Ten facts about the horsemeat trade:

1. Approximately 100,000 horses per year are currently being transported long-distances live for slaughter within Europe, which is totally unnecessary and inhumane and should be replaced with a carcase only trade.

2. Journey times are excessively long, with horses travelling 1,000’s of miles for days on end only to be slaughtered when they arrive at the destination. Journeys in extreme weather conditions of around 1,380 miles taking three days from Poland to Southern Italy are not uncommon and some are even longer.

3. Proportionately more horses are transported live for slaughter or further fattening than any other meat species, by a very large margin. Research indicates that 46% of the equine trade were transported live for slaughter or further fattening compared to 19.8% of the bovine (cattle) trade, 15.9% of ovine (sheep) trade, 13.3% of poultry trade and 10.3% of pig trade.

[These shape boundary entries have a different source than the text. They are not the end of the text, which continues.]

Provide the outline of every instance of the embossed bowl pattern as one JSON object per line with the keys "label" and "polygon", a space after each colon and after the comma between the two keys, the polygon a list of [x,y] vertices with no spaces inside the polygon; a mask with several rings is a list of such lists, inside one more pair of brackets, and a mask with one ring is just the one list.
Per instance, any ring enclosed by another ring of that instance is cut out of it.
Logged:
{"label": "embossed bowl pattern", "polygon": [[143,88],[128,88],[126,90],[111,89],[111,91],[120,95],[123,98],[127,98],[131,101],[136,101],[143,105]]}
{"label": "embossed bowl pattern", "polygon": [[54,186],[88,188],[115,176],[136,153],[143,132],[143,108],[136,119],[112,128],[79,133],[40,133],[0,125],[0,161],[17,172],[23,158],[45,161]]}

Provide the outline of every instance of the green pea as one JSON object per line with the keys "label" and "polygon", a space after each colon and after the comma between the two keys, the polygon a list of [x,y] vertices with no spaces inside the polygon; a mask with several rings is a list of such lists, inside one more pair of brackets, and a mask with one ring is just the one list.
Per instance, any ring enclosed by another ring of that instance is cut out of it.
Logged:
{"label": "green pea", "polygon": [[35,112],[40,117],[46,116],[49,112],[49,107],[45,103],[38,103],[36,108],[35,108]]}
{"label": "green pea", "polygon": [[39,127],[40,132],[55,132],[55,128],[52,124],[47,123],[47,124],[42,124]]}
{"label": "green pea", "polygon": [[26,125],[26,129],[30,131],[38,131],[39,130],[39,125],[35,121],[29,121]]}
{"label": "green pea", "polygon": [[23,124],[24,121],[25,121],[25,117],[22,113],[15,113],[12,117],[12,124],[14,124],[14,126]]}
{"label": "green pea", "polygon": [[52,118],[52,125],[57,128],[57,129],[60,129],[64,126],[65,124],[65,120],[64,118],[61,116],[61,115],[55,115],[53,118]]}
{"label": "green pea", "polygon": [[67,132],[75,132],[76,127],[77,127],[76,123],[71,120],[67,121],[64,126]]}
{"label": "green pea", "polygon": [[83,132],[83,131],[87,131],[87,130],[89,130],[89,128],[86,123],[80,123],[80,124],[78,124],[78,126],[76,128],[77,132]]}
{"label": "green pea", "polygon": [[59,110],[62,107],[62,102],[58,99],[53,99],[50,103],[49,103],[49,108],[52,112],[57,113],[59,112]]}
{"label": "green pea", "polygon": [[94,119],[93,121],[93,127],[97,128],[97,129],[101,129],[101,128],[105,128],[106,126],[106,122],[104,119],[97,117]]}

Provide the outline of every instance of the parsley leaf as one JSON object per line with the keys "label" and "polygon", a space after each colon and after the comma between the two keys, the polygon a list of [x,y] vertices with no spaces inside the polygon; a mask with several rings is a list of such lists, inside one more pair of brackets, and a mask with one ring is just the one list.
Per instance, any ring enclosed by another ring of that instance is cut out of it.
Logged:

4. Due to inhumane conditions during transportation, some serious injuries occur and sadly horses still die in transit.

5. Demand for horse meat is highest in Italy, with 84% of live horses destined for slaughter entering into and moving across EU Member States travelling to Italy (by comparison 7% go to France and 5% to Belgium).

6. The countries supplying the most horse meat are Poland, Romania and Spain, with Lithuania, Belarus and Serbia also being involved in the trade.

7. There are currently no EU regulations about the labelling of horse meat as packaging indicates the location of slaughter, not source. Therefore consumers are unaware of the origin of the meat and are therefore unable to make welfare friendly choices.

8. Although the EU Transport Regulation has been updated this year the key issue remains, as before, that insufficient resources are allocated to enforcement within the Member States. There is evidence that in some Member States enforcement is extremely poor.

9. One of the greatest concerns to the ILPH is inadequate provision of food, water or rest and the fact that there is no overall limit to journey times.

10. There is a general decrease in the trade of horses for meat. Since in 2001 the number of horses transported live for slaughter in the EU has decreased from 165,000 to around 100,000. Do we want to see these statistics rise again by creating a demand in the UK?